1400 NW Irving St. #431
Portland OR 97209

Sent from my iPad

On Dec 20, 2011, at 8:51 PM, Adam Tischler <[email protected]> wrote:

> Dudes, I need your addresses so you can see how big my kids are now, on a 
> card, and think to yourself - "Holy crap, if that's how big they are, then 
> imagine the size of Tischler!"
> 
> You're correct, my kids are bigger and I'm enormous, like a bald Sasquatch 
> roaming the Northlands.
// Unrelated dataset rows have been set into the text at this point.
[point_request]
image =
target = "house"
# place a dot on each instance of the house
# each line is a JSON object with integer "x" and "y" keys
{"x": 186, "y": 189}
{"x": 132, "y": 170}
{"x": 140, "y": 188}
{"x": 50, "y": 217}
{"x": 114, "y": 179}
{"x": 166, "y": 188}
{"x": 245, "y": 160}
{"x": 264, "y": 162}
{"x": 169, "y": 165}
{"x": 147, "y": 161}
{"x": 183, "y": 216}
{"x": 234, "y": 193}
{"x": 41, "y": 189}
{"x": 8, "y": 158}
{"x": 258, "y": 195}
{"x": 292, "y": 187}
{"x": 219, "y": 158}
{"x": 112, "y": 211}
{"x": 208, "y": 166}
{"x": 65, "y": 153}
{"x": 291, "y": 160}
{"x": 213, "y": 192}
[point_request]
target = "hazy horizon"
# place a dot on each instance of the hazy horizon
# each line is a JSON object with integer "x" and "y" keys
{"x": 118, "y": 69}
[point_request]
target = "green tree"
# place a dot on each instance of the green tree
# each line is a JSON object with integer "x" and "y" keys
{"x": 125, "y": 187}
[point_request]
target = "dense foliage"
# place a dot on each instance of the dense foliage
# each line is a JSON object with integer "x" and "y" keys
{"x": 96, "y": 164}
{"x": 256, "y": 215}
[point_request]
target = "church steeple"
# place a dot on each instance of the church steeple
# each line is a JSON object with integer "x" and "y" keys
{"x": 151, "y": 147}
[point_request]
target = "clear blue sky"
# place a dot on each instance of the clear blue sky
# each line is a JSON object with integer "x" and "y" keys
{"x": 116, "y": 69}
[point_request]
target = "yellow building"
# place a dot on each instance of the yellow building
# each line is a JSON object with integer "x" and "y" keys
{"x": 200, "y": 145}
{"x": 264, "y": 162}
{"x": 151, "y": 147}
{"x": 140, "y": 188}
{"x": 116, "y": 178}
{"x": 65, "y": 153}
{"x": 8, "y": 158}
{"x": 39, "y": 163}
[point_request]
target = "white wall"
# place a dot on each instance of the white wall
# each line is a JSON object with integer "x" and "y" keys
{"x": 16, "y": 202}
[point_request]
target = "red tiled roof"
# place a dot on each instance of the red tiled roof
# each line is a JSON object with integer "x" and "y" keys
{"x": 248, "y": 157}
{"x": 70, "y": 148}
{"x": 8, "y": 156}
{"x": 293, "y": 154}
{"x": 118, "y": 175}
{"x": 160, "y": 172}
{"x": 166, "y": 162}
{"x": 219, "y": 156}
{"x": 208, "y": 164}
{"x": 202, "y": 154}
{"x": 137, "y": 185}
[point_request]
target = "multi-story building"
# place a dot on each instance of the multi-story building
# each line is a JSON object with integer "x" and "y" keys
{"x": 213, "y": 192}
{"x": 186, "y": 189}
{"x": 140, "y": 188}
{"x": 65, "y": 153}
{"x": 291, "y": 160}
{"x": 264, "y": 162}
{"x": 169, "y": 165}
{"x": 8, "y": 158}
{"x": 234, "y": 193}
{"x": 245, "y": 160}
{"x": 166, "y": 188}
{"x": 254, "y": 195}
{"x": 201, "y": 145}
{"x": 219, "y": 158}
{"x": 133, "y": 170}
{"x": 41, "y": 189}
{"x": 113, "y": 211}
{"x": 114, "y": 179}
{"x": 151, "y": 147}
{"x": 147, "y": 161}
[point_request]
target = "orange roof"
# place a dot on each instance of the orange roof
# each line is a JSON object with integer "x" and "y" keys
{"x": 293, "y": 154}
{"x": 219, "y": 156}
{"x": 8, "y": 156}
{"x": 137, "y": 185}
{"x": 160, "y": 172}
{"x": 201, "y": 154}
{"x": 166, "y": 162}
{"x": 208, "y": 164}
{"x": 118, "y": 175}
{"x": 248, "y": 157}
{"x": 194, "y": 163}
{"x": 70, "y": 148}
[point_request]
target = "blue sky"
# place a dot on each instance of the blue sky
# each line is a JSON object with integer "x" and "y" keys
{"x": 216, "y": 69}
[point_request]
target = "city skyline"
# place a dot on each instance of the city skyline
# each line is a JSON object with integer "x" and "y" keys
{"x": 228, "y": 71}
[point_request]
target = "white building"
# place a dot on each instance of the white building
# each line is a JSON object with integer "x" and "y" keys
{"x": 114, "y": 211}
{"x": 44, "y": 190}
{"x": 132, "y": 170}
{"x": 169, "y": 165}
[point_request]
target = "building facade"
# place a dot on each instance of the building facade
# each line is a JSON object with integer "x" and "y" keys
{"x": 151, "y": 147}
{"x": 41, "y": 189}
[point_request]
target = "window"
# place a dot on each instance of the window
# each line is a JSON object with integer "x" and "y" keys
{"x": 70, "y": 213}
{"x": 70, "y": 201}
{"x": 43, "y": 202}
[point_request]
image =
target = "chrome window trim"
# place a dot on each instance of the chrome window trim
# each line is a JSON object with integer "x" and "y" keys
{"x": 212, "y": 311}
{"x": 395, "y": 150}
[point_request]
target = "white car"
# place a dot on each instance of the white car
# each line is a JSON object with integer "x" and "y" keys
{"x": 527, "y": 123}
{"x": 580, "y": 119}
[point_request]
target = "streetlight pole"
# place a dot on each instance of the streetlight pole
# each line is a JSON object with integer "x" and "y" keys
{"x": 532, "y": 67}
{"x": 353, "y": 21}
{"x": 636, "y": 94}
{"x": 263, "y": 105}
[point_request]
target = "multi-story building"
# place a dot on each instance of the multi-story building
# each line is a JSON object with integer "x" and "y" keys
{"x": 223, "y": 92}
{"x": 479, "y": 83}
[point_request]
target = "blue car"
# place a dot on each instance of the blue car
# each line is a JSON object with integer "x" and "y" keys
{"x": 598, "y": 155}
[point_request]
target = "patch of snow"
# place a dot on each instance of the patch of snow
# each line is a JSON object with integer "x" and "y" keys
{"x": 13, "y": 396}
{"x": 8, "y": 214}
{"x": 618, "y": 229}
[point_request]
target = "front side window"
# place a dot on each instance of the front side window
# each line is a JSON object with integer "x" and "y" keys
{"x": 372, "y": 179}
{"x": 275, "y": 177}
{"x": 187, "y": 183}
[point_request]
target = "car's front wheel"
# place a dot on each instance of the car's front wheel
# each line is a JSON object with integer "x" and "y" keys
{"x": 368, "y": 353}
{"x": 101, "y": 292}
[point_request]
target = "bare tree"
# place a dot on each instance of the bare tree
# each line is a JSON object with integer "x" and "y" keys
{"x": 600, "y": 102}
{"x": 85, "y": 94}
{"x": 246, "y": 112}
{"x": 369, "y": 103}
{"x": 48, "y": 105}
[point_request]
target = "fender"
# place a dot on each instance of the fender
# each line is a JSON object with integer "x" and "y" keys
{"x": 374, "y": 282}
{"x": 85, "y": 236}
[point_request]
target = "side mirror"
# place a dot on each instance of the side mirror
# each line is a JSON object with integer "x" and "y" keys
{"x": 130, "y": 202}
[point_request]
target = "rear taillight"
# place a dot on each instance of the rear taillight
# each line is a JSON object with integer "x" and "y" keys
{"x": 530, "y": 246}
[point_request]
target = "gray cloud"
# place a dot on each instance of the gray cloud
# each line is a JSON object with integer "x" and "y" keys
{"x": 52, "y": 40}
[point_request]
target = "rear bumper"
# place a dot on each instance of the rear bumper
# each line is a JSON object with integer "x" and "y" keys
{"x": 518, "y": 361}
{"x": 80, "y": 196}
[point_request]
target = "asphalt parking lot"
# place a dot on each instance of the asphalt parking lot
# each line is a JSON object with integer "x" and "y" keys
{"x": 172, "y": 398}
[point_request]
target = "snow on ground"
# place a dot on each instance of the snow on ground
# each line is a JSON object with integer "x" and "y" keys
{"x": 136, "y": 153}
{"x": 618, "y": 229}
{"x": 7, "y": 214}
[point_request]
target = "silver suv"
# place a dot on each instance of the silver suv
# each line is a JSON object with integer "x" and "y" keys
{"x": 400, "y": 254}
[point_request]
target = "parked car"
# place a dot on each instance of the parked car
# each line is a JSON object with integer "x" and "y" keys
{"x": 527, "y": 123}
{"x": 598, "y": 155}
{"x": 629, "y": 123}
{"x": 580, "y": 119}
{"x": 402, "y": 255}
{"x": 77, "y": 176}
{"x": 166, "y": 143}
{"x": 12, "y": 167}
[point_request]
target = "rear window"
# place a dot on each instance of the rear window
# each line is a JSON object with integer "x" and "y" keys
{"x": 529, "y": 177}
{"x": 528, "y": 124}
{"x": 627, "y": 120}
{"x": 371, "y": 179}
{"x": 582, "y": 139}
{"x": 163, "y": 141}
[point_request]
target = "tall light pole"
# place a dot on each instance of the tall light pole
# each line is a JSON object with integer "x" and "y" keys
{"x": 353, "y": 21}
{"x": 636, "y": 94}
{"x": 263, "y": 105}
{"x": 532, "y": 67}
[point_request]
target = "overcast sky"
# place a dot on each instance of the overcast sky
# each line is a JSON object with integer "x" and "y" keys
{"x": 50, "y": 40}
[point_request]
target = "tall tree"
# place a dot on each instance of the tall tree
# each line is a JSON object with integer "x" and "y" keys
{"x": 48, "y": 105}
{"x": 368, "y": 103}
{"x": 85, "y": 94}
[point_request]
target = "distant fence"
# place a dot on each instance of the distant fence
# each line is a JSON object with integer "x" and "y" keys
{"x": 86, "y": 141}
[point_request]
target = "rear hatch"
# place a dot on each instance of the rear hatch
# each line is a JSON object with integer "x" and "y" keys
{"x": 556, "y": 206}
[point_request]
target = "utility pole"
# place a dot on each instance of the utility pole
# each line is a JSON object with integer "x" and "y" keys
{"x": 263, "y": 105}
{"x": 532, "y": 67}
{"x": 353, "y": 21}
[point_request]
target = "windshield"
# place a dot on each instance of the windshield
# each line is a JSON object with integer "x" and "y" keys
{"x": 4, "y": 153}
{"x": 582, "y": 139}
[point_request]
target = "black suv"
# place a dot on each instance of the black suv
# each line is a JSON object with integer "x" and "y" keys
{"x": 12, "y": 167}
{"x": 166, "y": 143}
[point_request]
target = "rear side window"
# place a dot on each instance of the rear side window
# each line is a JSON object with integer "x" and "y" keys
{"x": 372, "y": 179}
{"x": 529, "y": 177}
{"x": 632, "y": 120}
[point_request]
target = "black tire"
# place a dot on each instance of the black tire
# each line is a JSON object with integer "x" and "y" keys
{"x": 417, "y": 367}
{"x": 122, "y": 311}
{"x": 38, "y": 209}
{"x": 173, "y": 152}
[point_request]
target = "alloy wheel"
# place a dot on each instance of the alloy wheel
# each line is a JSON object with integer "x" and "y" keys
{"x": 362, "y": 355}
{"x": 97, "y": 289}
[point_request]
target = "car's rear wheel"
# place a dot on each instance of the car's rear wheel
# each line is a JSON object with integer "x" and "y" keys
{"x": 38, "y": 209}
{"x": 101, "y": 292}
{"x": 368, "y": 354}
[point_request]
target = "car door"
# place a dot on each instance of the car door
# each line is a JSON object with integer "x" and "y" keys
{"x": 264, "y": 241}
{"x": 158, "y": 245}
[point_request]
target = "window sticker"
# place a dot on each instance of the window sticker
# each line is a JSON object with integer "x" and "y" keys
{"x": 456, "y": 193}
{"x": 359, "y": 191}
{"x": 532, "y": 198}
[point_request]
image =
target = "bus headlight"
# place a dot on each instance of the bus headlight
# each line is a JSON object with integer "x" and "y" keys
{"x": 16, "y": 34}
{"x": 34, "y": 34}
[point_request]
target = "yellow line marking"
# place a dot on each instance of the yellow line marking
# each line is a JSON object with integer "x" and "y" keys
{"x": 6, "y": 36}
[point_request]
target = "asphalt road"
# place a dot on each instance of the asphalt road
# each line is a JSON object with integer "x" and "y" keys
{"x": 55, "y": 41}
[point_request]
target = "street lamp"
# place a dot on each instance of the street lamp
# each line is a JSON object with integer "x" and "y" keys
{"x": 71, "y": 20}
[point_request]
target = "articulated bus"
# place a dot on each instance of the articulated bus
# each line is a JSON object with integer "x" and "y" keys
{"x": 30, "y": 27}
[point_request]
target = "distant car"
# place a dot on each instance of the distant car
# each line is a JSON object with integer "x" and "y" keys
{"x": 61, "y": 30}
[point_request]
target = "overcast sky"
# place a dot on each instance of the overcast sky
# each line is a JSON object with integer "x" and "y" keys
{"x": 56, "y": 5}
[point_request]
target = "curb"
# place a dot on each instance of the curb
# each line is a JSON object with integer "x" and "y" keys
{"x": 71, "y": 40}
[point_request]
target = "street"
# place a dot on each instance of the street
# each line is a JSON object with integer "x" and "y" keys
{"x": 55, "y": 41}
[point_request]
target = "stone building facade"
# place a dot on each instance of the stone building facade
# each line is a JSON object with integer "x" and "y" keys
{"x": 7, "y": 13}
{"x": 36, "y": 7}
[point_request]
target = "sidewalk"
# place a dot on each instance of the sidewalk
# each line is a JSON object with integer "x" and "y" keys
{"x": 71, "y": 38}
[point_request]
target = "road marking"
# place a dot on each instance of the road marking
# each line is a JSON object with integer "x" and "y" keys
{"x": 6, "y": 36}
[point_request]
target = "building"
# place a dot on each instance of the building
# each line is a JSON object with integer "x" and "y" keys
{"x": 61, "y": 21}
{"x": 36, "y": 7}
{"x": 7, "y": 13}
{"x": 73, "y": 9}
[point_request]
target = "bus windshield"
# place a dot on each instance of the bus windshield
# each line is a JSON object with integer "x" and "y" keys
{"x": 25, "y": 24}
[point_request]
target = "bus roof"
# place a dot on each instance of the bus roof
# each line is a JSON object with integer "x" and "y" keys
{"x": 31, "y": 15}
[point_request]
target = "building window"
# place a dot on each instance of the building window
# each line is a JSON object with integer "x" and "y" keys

It's a good thing I moved to a bigger city because I 
> need the terrain to sustain my size... or perhaps I'm like a goldfish and 
> only got this big because I moved to bigger terrain.
> 
> It's God's Country up here, nothin' but salmon and orcas as far as the eye 
> can see and at night, if you listen closely, you can hear the wolves savaging 
> local cattle.
> 
> Please send me your address, I swear to god I'll write it down in permanent 
> marker this time if dudes promise not to move.
> 
> Also, if The Dudes pick up a chick I would really encourage you to consider 
> changing your name to The Aristocrats!. That is the best idea I've ever had 
> that wasn't implemented.
> 
> Have a wonderful holiday and please, all I want for Hanukah is your address. 
> You've got 7 nights left to comply.